The Trevi Fountain in Rome, Italy

The Trevi Fountain, also known as the Fontana di Trevi, is a majestic landmark located in Rome, Italy. This beautiful fountain is one of the most iconic in the world, and the largest Baroque fountain located in the city. This fountain is famous all over the world; however, there are not many people who know the true history associated with this timeless piece of Italian art. According to tradition, if a visitor tosses a coin into the fountain, they are destined to return to the city of Rome once again. There are many other legends and secrets associated with the historic Trevi Fountain that help make it one of the most popular places for tourists to visit.

Trevi Fountain Legends & Historical Facts

The Trevi Fountain was built during the 15th century. It was meant to mark the ending destination of the Aqua Virgo, a manmade water channel that was erected in 19 BC which provided fresh water to the people of Rome for more than 400 years. The water is transported from Salone Springs which is located around 8 miles from the city of Rome; however, the length of the aqueduct is close to 14 miles.

The fountain was redesigned by the Italian architect, Nicola Salvi in the 1700’s and finished by Pietro Bracci in 1762 following Salvi’s death. This enchanting stone fountain stands an impressive 86 ft. high and 161.3 ft. wide. It can be found at the junction of three roads in the Trevi district of Rome. Its location marks the modernized terminal point of Acqua Vergine, which is a revived version of Aqua Virgo (also known as the Virgin Waters), one of the aqueducts that supplied water to the people of ancient Rome. According to the legend, a young female virgin, some refer to as a shepherdess, guided a group of Roman soldiers who were tired and thirsty to a spring of pure, fresh water. The scene is depicted in the design of the fountain, and the legend is also where the Trevi Fountain got its name.

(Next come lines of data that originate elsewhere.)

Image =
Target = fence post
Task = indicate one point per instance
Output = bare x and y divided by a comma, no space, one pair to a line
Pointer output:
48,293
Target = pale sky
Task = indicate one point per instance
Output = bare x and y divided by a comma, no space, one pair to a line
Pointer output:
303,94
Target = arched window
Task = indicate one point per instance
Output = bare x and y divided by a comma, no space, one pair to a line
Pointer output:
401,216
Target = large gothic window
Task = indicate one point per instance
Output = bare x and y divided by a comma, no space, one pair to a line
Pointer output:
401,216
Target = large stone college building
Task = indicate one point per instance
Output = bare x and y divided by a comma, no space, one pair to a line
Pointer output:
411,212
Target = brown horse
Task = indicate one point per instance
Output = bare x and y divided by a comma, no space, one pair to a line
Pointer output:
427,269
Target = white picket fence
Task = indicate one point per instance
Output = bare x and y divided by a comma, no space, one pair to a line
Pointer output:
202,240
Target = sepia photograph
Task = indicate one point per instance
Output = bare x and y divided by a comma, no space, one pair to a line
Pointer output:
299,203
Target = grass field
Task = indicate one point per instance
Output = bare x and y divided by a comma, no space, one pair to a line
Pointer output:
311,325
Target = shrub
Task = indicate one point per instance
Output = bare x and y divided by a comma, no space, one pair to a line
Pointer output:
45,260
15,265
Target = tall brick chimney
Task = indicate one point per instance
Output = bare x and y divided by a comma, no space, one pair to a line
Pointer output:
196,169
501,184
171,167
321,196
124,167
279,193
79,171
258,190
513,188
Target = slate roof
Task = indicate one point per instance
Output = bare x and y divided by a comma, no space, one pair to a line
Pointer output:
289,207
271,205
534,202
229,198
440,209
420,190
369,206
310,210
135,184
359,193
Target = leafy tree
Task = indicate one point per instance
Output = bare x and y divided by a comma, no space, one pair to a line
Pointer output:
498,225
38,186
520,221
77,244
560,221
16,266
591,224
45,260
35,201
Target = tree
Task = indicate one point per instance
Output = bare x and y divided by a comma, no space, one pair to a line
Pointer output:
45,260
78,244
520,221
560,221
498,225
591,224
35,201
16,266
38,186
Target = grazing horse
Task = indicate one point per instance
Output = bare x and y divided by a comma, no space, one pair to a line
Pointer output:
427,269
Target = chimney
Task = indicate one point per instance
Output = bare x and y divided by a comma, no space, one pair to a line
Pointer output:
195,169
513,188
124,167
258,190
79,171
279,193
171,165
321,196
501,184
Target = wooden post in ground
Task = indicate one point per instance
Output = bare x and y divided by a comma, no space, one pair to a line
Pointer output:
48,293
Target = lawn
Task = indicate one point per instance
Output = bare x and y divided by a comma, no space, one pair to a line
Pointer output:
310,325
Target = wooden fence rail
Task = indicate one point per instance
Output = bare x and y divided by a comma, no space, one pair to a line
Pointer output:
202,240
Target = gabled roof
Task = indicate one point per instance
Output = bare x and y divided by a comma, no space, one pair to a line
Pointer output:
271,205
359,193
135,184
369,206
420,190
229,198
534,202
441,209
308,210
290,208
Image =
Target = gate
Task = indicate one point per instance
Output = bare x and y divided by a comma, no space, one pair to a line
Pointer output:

Construction and Modern Renovations

Pope Urban VIII in 1629 requested that the fountain be renovated because he found the design to be overly dramatic. He asked Gian Lorenzo Bernini to sketch renovation ideas for the project; however, the Pope died before he had a chance to see the renovations take place. While Bernini’s ideas were never constructed, there are some of his touches present in the fountain today. During the Baroque era, many competitions were held in the area to design buildings, fountains and other structures. Nicola Salvi was awarded the honor of commission to work on the fountain. He began in 1732 and the project was completed in 1762 by Pietro Bracci, several years after Salvi’s death. Later, Giuseppe Panini added the sculptures of Agrippa and Trivia, the Roman virgin to the fountain, making it one of the most historic and cultural landmarks in the entire city of Rome.

The Restoration of This Iconic Piece of History

In 1998, the fountain was restored. All the stonework was cleaned and the cracks repaired by skilled artisans. Recirculating pumps were added to the fountain, bringing new life to this legendary piece. In 2013 the Italian fashion company Fendi announced that they would sponsor a 20 month long 2.2 million-euro restoration of the fountain, which would be the most thorough restoration of the landmark’s history. As of July of 2014, which is the peak tourist season for Rome, the pool of the fountain is empty and scaffolds cover the familiar design. While visitors are allowed to walk across the scaffold overhead, they are not allowed to throw coins into the empty fountain, a time-honored tradition for tourists of the area and something that no visitor wants to miss out on. The fountain is expected to be reopened in October of 2015.

The Coin Throwing Tradition

The Trevi Fountain is filled with coins of all types which have been thrown in by visitors to Rome for decades. The coins are meant to be thrown using the right hand over the left shoulder. This idea was depicted from the 1954 Academy Award winning film Three Coins in the Fountain, and song of the same name, which mentions the throwing method. It is estimated that more than 3,000 Euros are thrown into the fountain on any given day. The money has been used to fund a supermarket designed for the needy people of Rome; however, there are regular attempts, by locals and visitors alike, to steal coins from the fountain.

The Trevi Fountain in Modern Culture

Being one of the most popular fountains in the world, the Trevi Fountain has been featured in popular culture many times. Artwork of the fountain’s design can be seen on handbags, umbrella shades, and various other accessories for your wardrobe or home. It has been featured in Respighi’s symphonic pictures Fontane di Roma, and was the setting for an iconic scene in the film La Dolce Vita, starring Marcello Mastroianni and Anita Ekberg. When Mastroianni passed away in 1996, the fountain was turned off and draped in black to honor him. American films, such as Roman Holiday, starring Audrey Hepburn have used the fountain as a backdrop for many memorable scenes.

Whether you visit the Trevi Fountain in Rome to experience the beauty for yourself, or enjoy the unique design on your favorite umbrella on rainy days, one look and it is easy to see why this piece is one of the most popular fountains in the world.